Marine Le Pen nahm den Steilpass dankbar an: «Herr Macron wirft seine ganze Autorität in die Waagschale. Also legt er seine Zukunft in die Hände der Wähler, oder etwa nicht?» Will heissen, Macron müsse zurücktreten, sollte die rechtsradikale Partei besser abschneiden als die Regierungspartei La République en Marche.
Schlachtfeld im Stellvertreter-Krieg
Weder Macron noch Le Pen figurieren auf ihren Wahllisten «Renaissance», respektive «Prenez le pouvoir». Sie führen einen Stellvertreterkrieg, bei dem Europa zum Nebenschauplatz wird.
Tatsächlich sind die Europawahlen für Macron entscheidend. Nach der Affäre um einen seiner Leibwächter und der Gelbwesten-Krise muss er bei der Europawahl punkten, wenn er seine Reformpolitik weiterführen will.
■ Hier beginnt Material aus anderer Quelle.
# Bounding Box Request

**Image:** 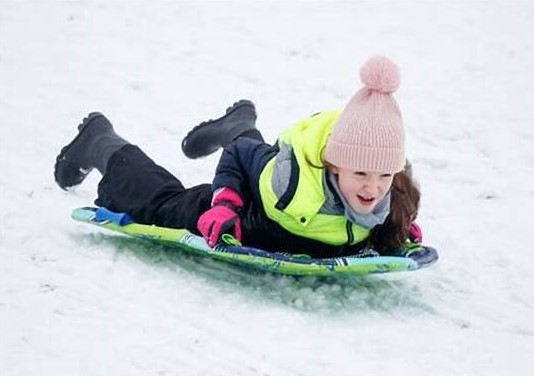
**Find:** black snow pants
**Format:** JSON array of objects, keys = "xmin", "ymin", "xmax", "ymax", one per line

[{"xmin": 95, "ymin": 145, "xmax": 212, "ymax": 234}]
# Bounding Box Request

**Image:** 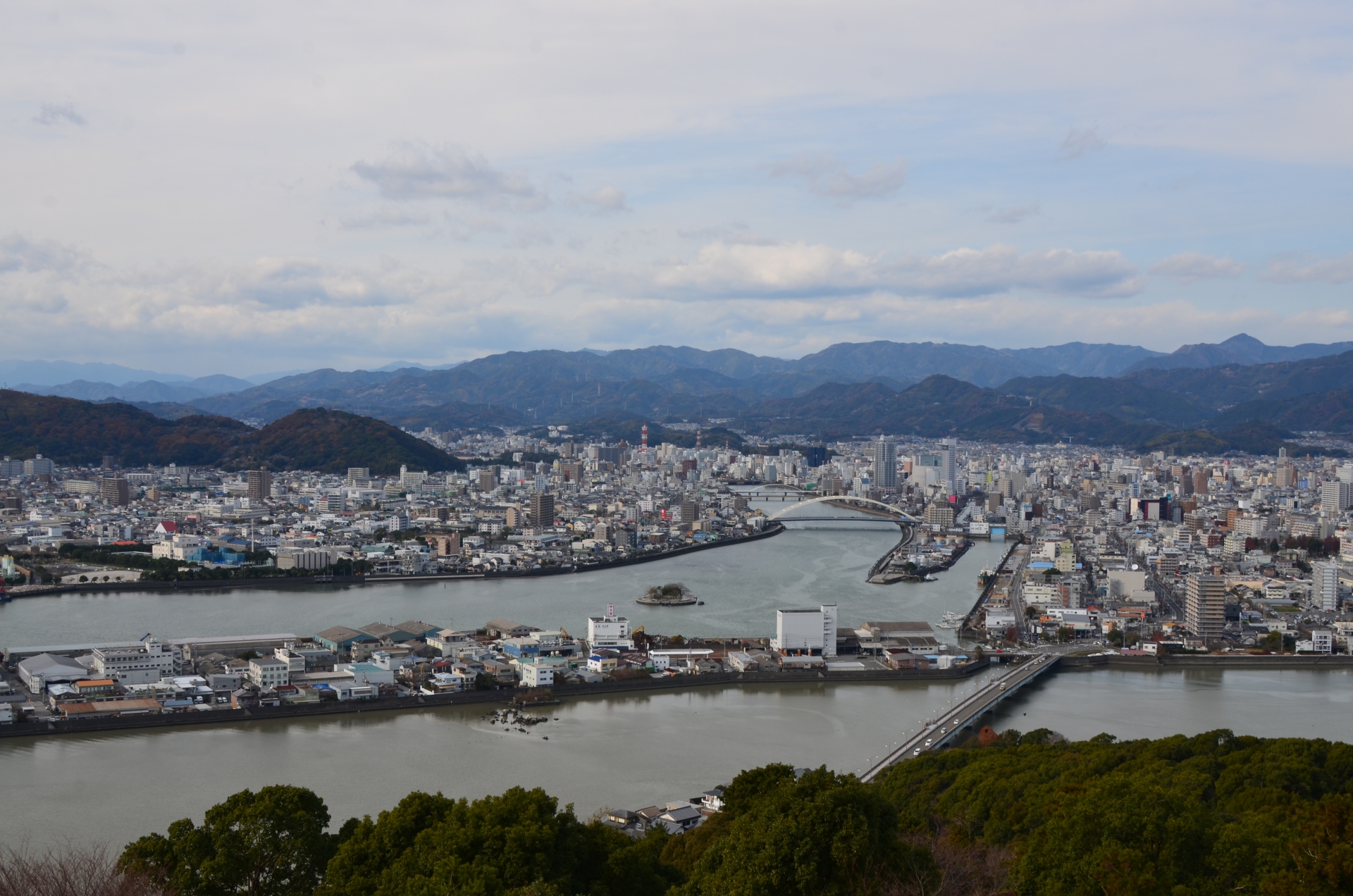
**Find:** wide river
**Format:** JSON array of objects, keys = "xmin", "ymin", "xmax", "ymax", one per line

[{"xmin": 0, "ymin": 505, "xmax": 1353, "ymax": 847}]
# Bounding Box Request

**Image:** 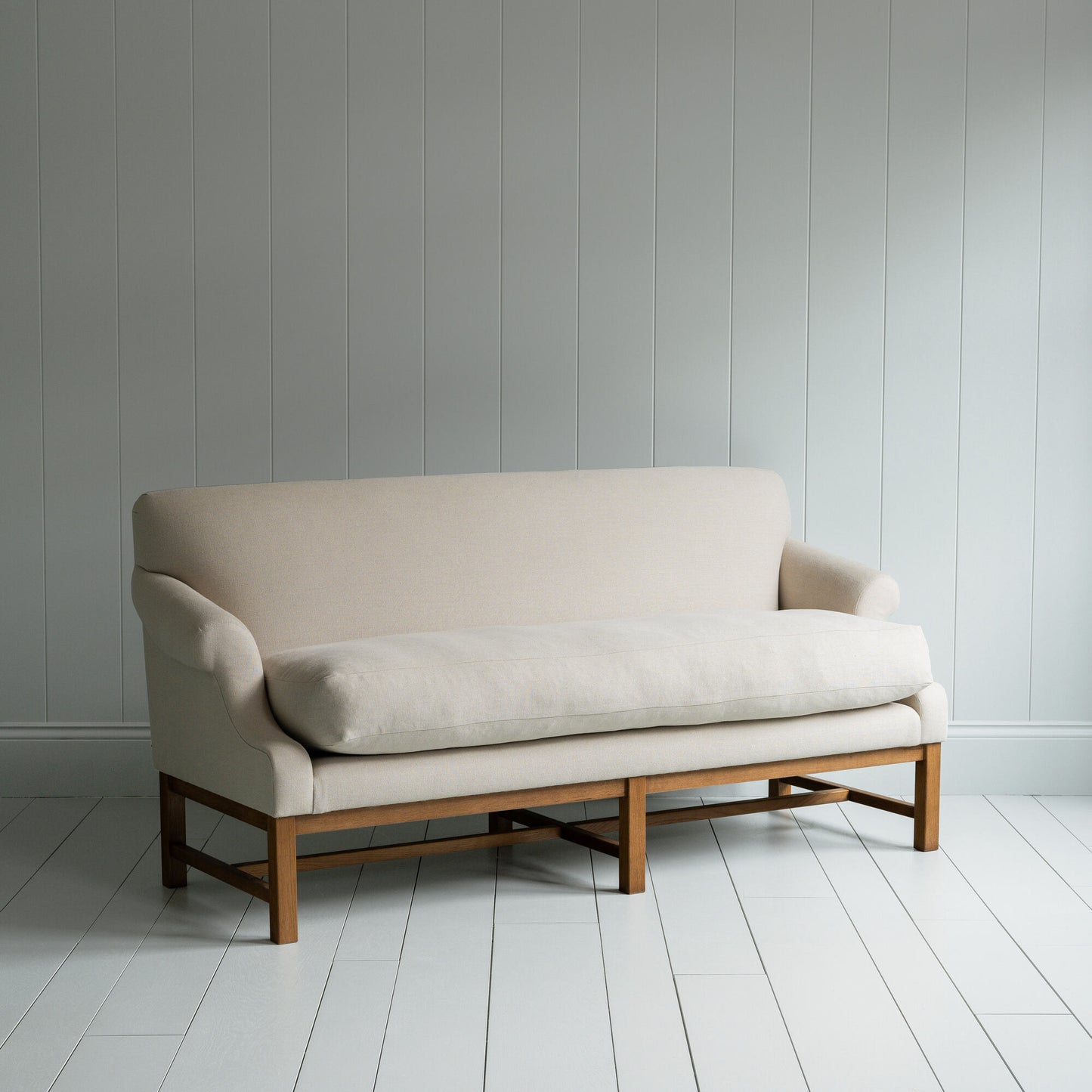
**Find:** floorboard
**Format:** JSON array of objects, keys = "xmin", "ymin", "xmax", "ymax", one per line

[
  {"xmin": 586, "ymin": 800, "xmax": 697, "ymax": 1092},
  {"xmin": 485, "ymin": 922, "xmax": 617, "ymax": 1092},
  {"xmin": 797, "ymin": 808, "xmax": 1016, "ymax": 1092},
  {"xmin": 0, "ymin": 796, "xmax": 1092, "ymax": 1092},
  {"xmin": 338, "ymin": 821, "xmax": 428, "ymax": 961},
  {"xmin": 983, "ymin": 1016, "xmax": 1092, "ymax": 1092},
  {"xmin": 0, "ymin": 800, "xmax": 162, "ymax": 1042},
  {"xmin": 648, "ymin": 797, "xmax": 763, "ymax": 974},
  {"xmin": 376, "ymin": 815, "xmax": 497, "ymax": 1092},
  {"xmin": 743, "ymin": 899, "xmax": 940, "ymax": 1092},
  {"xmin": 676, "ymin": 974, "xmax": 807, "ymax": 1092},
  {"xmin": 54, "ymin": 1035, "xmax": 180, "ymax": 1092},
  {"xmin": 0, "ymin": 796, "xmax": 30, "ymax": 831},
  {"xmin": 0, "ymin": 797, "xmax": 97, "ymax": 910},
  {"xmin": 295, "ymin": 960, "xmax": 398, "ymax": 1092},
  {"xmin": 162, "ymin": 869, "xmax": 357, "ymax": 1092},
  {"xmin": 495, "ymin": 804, "xmax": 597, "ymax": 923},
  {"xmin": 940, "ymin": 796, "xmax": 1092, "ymax": 947}
]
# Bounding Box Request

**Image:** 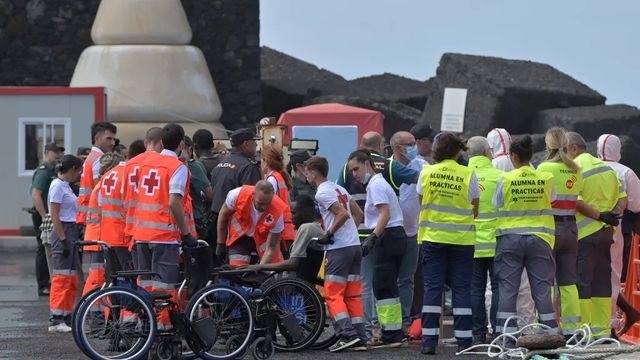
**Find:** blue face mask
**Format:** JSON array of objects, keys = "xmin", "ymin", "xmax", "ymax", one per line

[{"xmin": 407, "ymin": 145, "xmax": 418, "ymax": 161}]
Doch Macrons «Renaissance»-Liste kommt nicht richtig auf Touren. Spitzenkandidatin Nathalie Loiseau, ehemalige Diplomatin und EU-Ministerin im Kabinett von Edouard Philippe, fällt immer wieder durch deplatzierte Bemerkungen auf.
Sie spricht von «positivem Blitzkrieg» oder bezeichnet den 26. Mai als «unseren D-Day». Wohl um zu retten, was zu retten ist, mobilisiert Macron den Regierungschef und zahlreiche Minister, um Loiseau bei den Wahlveranstaltungen im ganzen Land zu unterstützen.
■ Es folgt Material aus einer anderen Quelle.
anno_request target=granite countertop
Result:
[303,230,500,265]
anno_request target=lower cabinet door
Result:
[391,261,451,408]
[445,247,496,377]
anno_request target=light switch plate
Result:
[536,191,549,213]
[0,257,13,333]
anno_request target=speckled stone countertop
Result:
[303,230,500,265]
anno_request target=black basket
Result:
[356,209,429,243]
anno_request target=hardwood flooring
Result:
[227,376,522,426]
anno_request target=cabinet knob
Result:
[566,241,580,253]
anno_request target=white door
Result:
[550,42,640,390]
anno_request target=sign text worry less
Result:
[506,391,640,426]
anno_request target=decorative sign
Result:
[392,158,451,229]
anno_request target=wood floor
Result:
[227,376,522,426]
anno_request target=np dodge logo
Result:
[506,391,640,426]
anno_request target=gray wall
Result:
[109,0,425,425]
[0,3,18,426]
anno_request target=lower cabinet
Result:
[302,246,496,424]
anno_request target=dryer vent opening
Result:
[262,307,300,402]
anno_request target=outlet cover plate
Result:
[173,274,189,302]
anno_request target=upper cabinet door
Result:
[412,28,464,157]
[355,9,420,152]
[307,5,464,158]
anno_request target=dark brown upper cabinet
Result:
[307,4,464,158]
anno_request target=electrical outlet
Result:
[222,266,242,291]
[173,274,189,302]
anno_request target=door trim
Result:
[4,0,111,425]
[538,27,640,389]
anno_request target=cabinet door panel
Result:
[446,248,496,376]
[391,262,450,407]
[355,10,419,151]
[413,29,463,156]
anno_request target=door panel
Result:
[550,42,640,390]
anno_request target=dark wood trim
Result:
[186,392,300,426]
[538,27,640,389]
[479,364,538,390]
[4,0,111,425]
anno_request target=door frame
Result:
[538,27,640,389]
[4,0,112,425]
Junger Mann mit alten Ideen
Auf der anderen Seite hütet Marine Le Pen den Spitzenkandidaten des Rassemblement National wie eine Glucke ihr Küken. Der erst 23-jährige Jordan Bardella sympathisierte früh mit rechtspopulistischem Gedankengut und hat für Le Pen schon mit 16 Jahren Plakate geklebt.
Selber Sohn italienischer Einwanderer und in der Banlieue von Seine-Saint-Denis aufgewachsen, wird Bardella nicht müde, den Immigrations-Teufel an die Wand zu malen. Das demografische Gefälle zwischen Afrika und Europa sei eine Bedrohung, eine «entsicherte demografische Zeitbombe».
Kaum inhaltliche Diskussionen
Bereits Mitte April präsentierte das Rassemblement National sein «Manifest für ein Europa der Nationen»: Statt «Frexit» heisst es neu «France first», die rechtsnationale Partei setzt auf Wirtschaftspatriotismus, Öko-Zölle für ausländische Produkte, auf die Wiederherstellung der nationalen Grenzen und null Einwanderung.
En Marche publizierte erst letzte Woche das «Renaissance»-Programm für Europa mit 79 Vorschlägen. Nicht alle sind neu, wie eine gemeinsame Grenzpolizei oder eine europäische Asylbehörde.
Andere Ideen, etwa ein EU-Mindestlohn oder die Finanzierung der Klimawandel-Folgen mit 1000 Milliarden Euro dagegen schon. Doch über Visionen für ein anderes, besseres Europa wird kaum diskutiert. Zu verhaftet sind Emmanuel Macron und Marine Le Pen in ihrem Abwehrkampf.